Разговоры эти чаще всего касались дел местных, детдомовских: такой-то
воспитанник вытворил то-то; из старорусского УОНО собираются прислать нового
воспитателя; экономку дежурный опять уличил в недовесе (между воспитательским
персоналом и хозяйственниками вообще частенько случались недоразумения). Иногда
толковали на отвлеченные темы - о театрах, о писателях. Мать хвалила стихи
Алексея Толстого, Фета, Апухтина. Иногда спорили о Надсоне и Бальмонте, -
некоторые их признавали, другие нет. Одна воспитательница, красивая, смуглая,
нервная, с подергивающимися при разговоре плечами, ругала Северянина. "Такая
дикость! Такая дикость!" - с гневным отвращением восклицала она, и мне начинало
чудиться, что этот Северянин когда-то очень обидел ее, обругал как-нибудь, а то
даже зажилил ее хлебную пайку. В то же время из ее разговора ясно было, что
лично она с ним незнакома, - и это повергало меня в недоумение: в те свои годы я
еще не представлял себе, что можно кого-нибудь любить или ненавидеть заглазно,
не сталкиваясь с ним в своей обычной, повседневной жизни. Так как эта
воспитательница была мне несимпатична своей нервностью и, быть может, своей
обнаженной одухотворенностью, то, наперекор ей, таинственный Северянин не
казался мне таким уж плохим, и я представлял его себе в виде картинки из какойто
книги: огромный мужчина с бородой, одетый в густые меха, гордо стоит на
льдине, опираясь на якорь; из-под льдины высовывают головы тюлени, а на заднем
плаче виден белый медведь.

Много позже, в дни своей юности, я прочел книгу Игоря Северянина. Некоторые
стихи мне поначалу не понравились, вызвали чуть ли не такое же раздражение, как
у той воспитательницы, другие тоже вроде бы не понравились, но сразу и навсегда
запомнились наизусть через "не хочу". Сейчас я считаю, что Северянин - поэт
неровный, но в чем-то своем - поэт настоящий Записано, что Баратынский в
разговоре сказал однажды: "Поэзия есть полное ощущение известной минуты". Эта
формула, в положительном своем значении, вполне применима к Северянину: какие-то
минуты своего времени он ощутил очень точно. В лучших его стихотворениях
отражается ритм тех напряженных, странных, болезненных лет, которые
предшествовали первой мировой войне и революции. Будучи подлинным поэтом, Игорь
Северянин проявил себя и как честный гражданин: умер он в большой бедности на
оккупированной немцами земле, с врагами не сотрудничал, хоть его на это и
сманивали.

Почти каждый вечер, поговорив о своих делах, о том да о сем, взрослые начинали
петь. Заводилой был все тот же Василий Федорович, второй запевалой -
воспитательница со странным тогда для меня именем; отчество же ее странно для
меня и посейчас: звали ее Алла Филологовна. Может быть, именно из-за имениотчества
я хорошо запомнил ее внешность: молодая коренастая женщина с матовобледным
лицом, с монгольским разрезом глаз; она носила темное платье с узеньким
белым воротничком; мне нравилась неторопливая четкость ее движений, ее неброская
опрятность; звуковая память, как я уже говорил, у меня никудышная, но ее голос
помню: чуть хрипловатый, как бы шершавый, тревожный какой-то.

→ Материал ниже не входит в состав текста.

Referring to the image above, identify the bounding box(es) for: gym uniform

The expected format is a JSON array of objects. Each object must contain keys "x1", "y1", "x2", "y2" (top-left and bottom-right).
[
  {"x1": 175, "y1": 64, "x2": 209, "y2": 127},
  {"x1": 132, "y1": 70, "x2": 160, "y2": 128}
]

Василий Федорович и Алла Филологовна затягивали песню - и к ним неспешно, словно
бы нехотя, присоединялись другие воспитатели, впрочем не все. Теперь я уж
никогда не пойму и не узнаю, хорошие ли были голоса у поющих, в лад ли они
звучали. Почти каждая песня брала меня целиком, растворяла в себе без остатка; я
чувствовал себя будто во сне, когда летаешь. А в перерывы между песнями все
казалось необыкновенным, словно увиденным в первый раз.

Пели песни и старые, и самые новые, новых знали меньше. Начинали с "Ермака" или
"Вниз по матушке по Волге", потом запевали "Смело, товарищи, в ногу", а затем
заводили песню про старца святого Питирима, в которой "много разбойнички пролили
крови честных христиан"; песня про коммунара, приговоренного к расстрелу,
сменялась "Среди долины ровныя" или "Вечерним звоном"; быстрых, бойких песен не
пели.

Мне все нравилось. Только в песне про Стеньку Разина огорчало то место, где он
бросает княжну в Волгу: княжну мне было жаль. Однажды, когда мы были вдвоем, я
пожаловался матери на такое поведение Стеньки. Мать ответила, что и Стенька
Разин, и Пугачев были бунтовщики. Еще она сказала, что если бы Пугачев победил,
то всему народу пришлось бы плохо: в России не стало бы твердой власти, армия бы
развалилась - и тогда Англия, Турция и другие государства захватили бы Россию,
погубили бы ее. Кто таков Пугачев, я тогда толком не знал и производил его
фамилию от пугача, детского пистолета; мне показалось, что бунтовал он совсем
недавно, - с таким неостывшим раздражением отозвалась о нем мать. К советской
власти она относилась иначе; не все в "нынешнем режиме" пришлось ей по душе, но
она считала, что это - твердая власть, которая заботится об офицерах и солдатах,
и этой власти надо служить честно. Мать не раз сетовала, что в будущем мне не
удастся поступить в военно-морское училище, ибо если даже мне не помешает
дворянское происхождение, то меня все равно отбракуют из-за поврежденного глаза
- ведь с таким дефектом зрения туда никого не приняли бы и в царское время.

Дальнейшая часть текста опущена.